Autocrats, Kleptocrats and Populists Debate
Full Debate: Read Full DebateBaroness Kramer
Main Page: Baroness Kramer (Liberal Democrat - Life peer)Department Debates - View all Baroness Kramer's debates with the Foreign, Commonwealth & Development Office
(2 years, 9 months ago)
Grand CommitteeMy Lords, the crisis in Ukraine has finally put on the front pages an inconvenient truth largely, if not deliberately, ignored by the Government. The safe haven and money laundering which the UK provides to kleptocrats and oligarchs sustains, enables and rewards pretty much any and every corrupt and autocratic regime on the globe. In 2016, the UK Government estimated that the amount of corrupt money flowing into the UK had reached £100 billion a year.

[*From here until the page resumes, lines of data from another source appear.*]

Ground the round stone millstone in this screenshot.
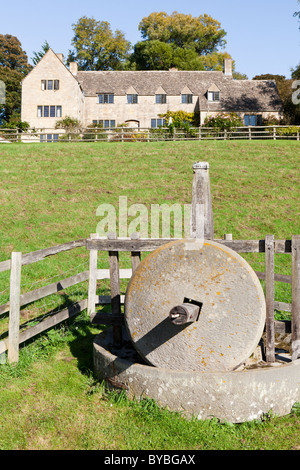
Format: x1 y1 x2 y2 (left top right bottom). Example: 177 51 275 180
125 239 265 371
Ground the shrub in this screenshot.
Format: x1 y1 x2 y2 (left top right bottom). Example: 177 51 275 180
203 113 242 131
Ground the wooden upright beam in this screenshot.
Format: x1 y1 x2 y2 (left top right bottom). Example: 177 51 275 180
7 252 22 363
292 235 300 361
265 235 275 362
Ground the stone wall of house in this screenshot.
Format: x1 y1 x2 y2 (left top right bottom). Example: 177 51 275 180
21 51 83 128
83 95 198 128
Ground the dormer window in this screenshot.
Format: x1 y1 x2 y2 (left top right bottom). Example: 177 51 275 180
41 80 59 91
98 93 114 104
181 94 193 104
127 94 138 104
207 91 220 101
155 93 167 104
181 86 193 104
207 83 220 101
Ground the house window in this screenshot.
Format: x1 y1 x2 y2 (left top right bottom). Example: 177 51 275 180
181 94 193 104
151 119 167 129
207 91 220 101
93 119 116 129
37 106 62 118
155 94 167 104
41 80 59 90
244 114 262 126
98 93 114 104
127 95 138 104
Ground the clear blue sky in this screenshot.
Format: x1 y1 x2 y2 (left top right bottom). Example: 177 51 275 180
0 0 300 78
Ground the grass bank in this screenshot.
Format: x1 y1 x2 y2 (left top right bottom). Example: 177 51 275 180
0 141 300 450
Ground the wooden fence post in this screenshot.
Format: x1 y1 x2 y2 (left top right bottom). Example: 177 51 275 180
7 252 22 363
108 233 122 345
88 233 99 320
191 162 214 240
265 235 275 362
292 235 300 361
130 233 141 274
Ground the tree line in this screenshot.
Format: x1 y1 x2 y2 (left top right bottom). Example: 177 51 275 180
0 10 300 127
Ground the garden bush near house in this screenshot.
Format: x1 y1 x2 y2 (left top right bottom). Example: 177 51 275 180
160 111 200 138
55 116 82 140
203 113 243 136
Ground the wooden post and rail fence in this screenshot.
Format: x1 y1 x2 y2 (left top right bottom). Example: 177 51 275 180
0 125 300 143
0 235 300 363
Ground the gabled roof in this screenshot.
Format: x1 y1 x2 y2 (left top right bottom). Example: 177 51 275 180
76 70 282 112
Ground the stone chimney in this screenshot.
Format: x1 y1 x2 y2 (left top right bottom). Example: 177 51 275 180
70 62 78 75
224 59 232 77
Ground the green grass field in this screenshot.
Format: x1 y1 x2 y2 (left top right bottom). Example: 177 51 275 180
0 141 300 450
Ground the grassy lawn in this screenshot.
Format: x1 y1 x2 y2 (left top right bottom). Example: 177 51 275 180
0 141 300 450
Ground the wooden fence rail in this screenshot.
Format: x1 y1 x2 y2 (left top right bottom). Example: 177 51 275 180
0 235 300 362
0 125 300 143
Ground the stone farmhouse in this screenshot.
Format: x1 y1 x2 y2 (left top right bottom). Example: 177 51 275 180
21 49 282 138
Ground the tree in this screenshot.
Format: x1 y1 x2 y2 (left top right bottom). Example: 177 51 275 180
0 34 32 123
130 11 240 72
253 74 300 124
68 16 131 70
31 41 50 65
139 11 226 55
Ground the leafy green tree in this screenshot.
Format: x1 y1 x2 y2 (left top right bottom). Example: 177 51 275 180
31 41 50 65
253 74 300 124
68 16 131 70
139 11 226 55
0 34 32 124
130 11 245 72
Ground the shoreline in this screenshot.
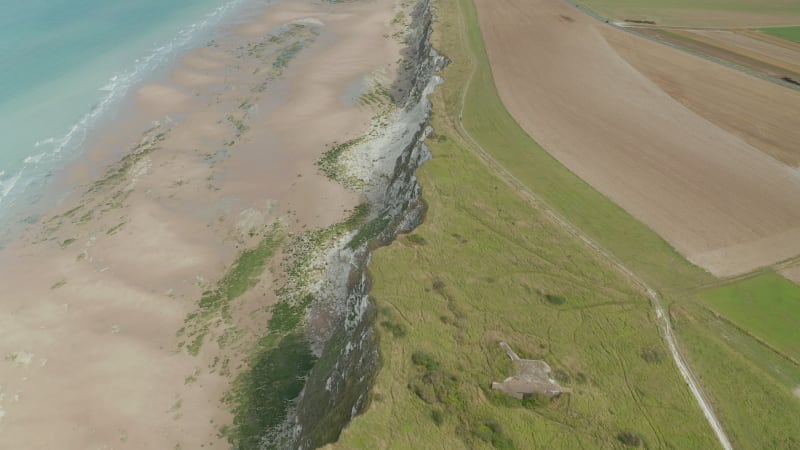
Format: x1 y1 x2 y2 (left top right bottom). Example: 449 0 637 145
0 0 412 448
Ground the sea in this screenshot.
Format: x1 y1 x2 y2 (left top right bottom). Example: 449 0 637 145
0 0 244 243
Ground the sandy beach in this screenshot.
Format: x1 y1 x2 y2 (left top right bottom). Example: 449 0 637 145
0 0 410 449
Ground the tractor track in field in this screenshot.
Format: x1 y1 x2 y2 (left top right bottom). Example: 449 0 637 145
452 0 733 450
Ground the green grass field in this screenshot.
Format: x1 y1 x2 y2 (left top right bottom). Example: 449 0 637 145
700 272 800 361
759 27 800 42
338 0 800 448
573 0 800 27
330 0 716 449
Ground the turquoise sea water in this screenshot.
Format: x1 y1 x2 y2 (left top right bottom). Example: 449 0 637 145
0 0 242 229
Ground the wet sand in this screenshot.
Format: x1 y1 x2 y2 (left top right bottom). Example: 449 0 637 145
0 0 401 449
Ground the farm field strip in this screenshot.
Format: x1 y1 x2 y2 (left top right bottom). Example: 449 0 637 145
622 26 800 85
761 26 800 43
699 272 800 364
456 29 733 450
576 0 800 28
482 1 800 276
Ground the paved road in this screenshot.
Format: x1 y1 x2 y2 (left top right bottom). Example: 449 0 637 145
455 2 733 450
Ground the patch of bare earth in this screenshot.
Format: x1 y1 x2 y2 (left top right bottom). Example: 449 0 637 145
476 0 800 276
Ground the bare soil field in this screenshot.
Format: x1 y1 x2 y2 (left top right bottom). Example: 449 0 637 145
575 0 800 28
693 30 800 72
476 0 800 276
605 30 800 167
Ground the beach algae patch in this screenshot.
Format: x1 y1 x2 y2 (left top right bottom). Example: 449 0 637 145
178 223 284 356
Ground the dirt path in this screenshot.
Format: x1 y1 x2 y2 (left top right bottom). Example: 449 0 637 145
455 2 733 450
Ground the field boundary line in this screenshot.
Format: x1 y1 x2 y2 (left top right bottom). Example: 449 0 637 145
562 0 800 90
446 0 733 450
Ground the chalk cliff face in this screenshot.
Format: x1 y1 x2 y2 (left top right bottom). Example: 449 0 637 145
280 0 447 448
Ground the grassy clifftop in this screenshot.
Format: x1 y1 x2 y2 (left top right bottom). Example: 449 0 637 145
326 0 716 448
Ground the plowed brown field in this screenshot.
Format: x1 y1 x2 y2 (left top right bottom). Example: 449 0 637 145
476 0 800 276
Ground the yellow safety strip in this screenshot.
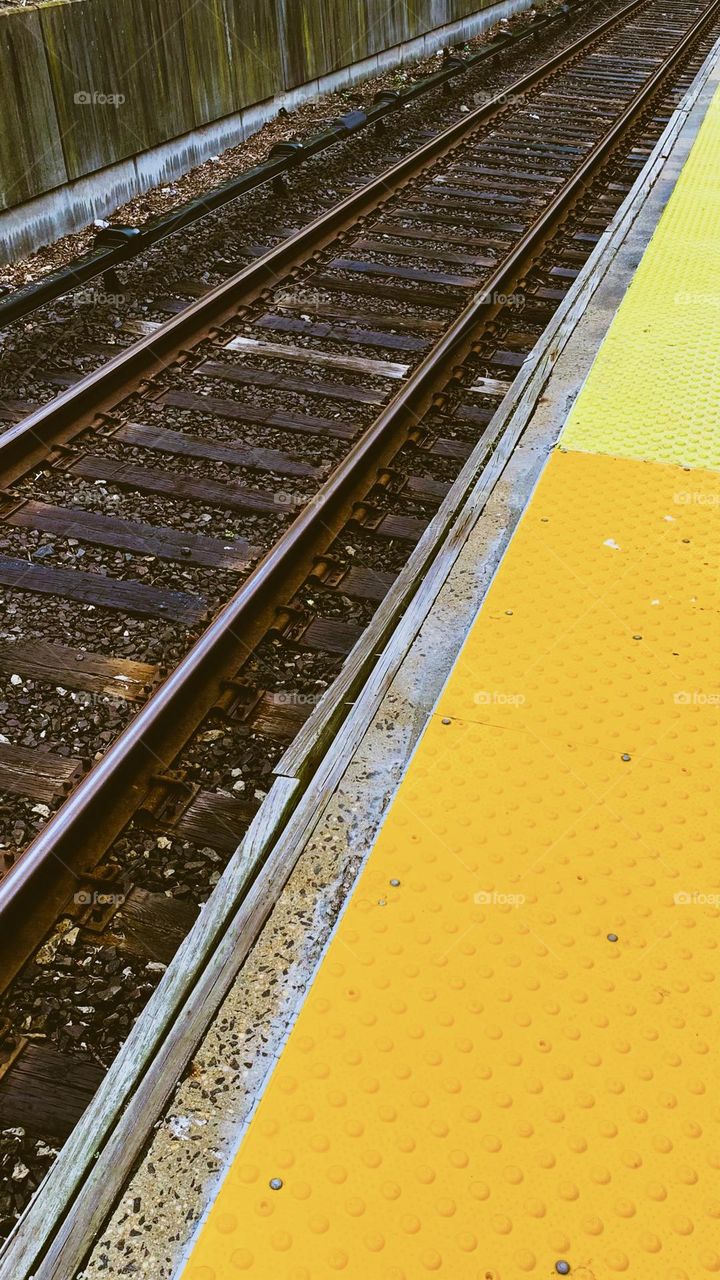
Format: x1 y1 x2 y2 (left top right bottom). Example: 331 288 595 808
184 72 720 1280
560 83 720 467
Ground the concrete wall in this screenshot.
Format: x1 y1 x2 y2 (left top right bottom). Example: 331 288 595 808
0 0 529 261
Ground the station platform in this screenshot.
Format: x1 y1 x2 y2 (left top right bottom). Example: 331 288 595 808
178 74 720 1280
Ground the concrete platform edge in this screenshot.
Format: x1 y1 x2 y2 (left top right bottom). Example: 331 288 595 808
0 27 717 1280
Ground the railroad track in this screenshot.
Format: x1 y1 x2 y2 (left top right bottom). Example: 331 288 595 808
0 0 719 1244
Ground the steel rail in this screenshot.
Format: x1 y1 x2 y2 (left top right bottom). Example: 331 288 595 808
0 0 584 329
0 0 651 485
0 0 707 964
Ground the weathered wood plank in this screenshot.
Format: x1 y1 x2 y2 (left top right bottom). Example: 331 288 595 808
70 453 288 515
195 360 386 404
372 223 497 250
256 315 428 367
0 556 208 627
296 618 365 654
325 564 397 604
428 435 473 462
0 640 161 701
224 338 409 378
307 271 457 311
468 378 510 396
168 791 258 854
161 392 357 440
351 240 496 266
114 422 317 479
0 9 68 209
0 742 83 801
328 257 483 288
97 888 197 964
275 299 445 334
247 690 313 742
0 1044 105 1140
404 476 450 502
5 500 251 572
0 70 685 1280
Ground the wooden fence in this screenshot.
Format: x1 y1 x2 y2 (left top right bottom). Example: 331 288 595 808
0 0 489 209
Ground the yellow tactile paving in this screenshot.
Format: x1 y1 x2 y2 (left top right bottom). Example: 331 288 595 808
178 74 720 1280
561 83 720 467
184 442 720 1280
438 453 720 759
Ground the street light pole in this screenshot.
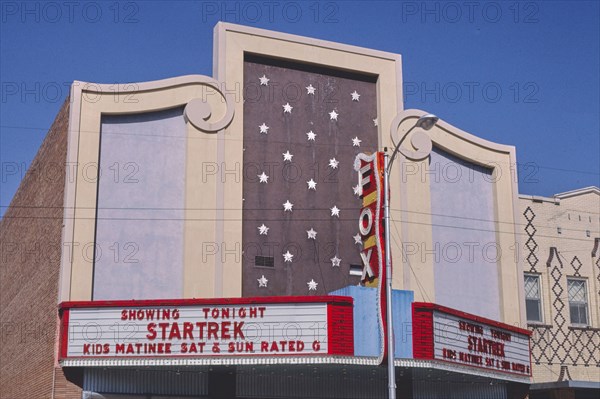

The Government introduced legislation, particularly the Proceeds of Crime Act, to tackle some aspects of economic crime transacted by what I might call traditional organised crime, but they have notably avoided the key pieces of legislation necessary to stem the laundering of money from oligarchs and kleptocrats. Their money is laundered particularly through UK property. Transparency International has identified at least £1 billion in property bought with suspect money from Russia alone. That will never be stemmed until we have legislation to require not just a register but a public register of the beneficial owners of property in the UK, enabling civic society and activists across the globe to aid our woefully understaffed and fragmented enforcement bodies and regulators, described by Chatham House as "weak and under-resourced”. That legislation was fully drafted weeks—possibly months—ago but, for some reason, the Government have chosen to halt it. Perhaps the Minister would tell us why. We also need proper verification of the Companies House public register of the beneficial ownership of companies. Will the Government tell us when we can expect its introduction—we have been waiting for months—and the other reforms of Companies House regulations?
Other gaping loopholes exist in some of our overseas territories and crown dependencies which do not yet have public registers of the beneficial owners of companies or property. We in the Lords thought that we had, in recent Financial Services Acts, fixed this problem, but the Government have used every strategy they can muster not to force changes. Will the Minister now update us? While UK property is at the heart of what is now known globally as the London laundromat, the other locations which make up the British financial family are almost as important to the kleptocrats.
The Americans have stopped being polite about the problem. The Center for American Progress, very close to the Biden Administration, has called for a joint US-UK counter-kleptocracy working group; in other words, they just do not trust us to take effective action on our own. I ask the Minister: will we agree to it? I suspect we have all read this quote:
“uprooting Kremlin-linked oligarchs will be a challenge given the close ties between Russian money and the United Kingdom’s ruling Conservative party, the press, and its real estate and financial industry”.
However, Government laxity, some might say collusion, is far from the only problem. As other have said, we need to go after the enablers—I quote the CAP again—
“the law firms, accountants, real estate firms, and investment firms that all profit from integrating Russian oligarch wealth into the West.”
Will the Government introduce a “failure to prevent” to stop such enablers? Speaking of prevention, will the Government end their disgraced golden visa scheme, described by Chatham House as a national embarrassment?
Free ports are now being introduced to the UK, with a proposal that there will be a register of beneficial ownership of businesses in them but that it will not be made public. Will the Government accept my amendment on this issue, recognising the importance of a public register, not a secret one, particularly given our weakened enforcement agencies? Will they take up my Private Member’s Bill to create an office of the whistleblower to provide proper protection for whistleblowers, who are presently ruined by their disclosures, but whose actions are vital to effective enforcement against powerful people such as oligarchs and kleptocrats?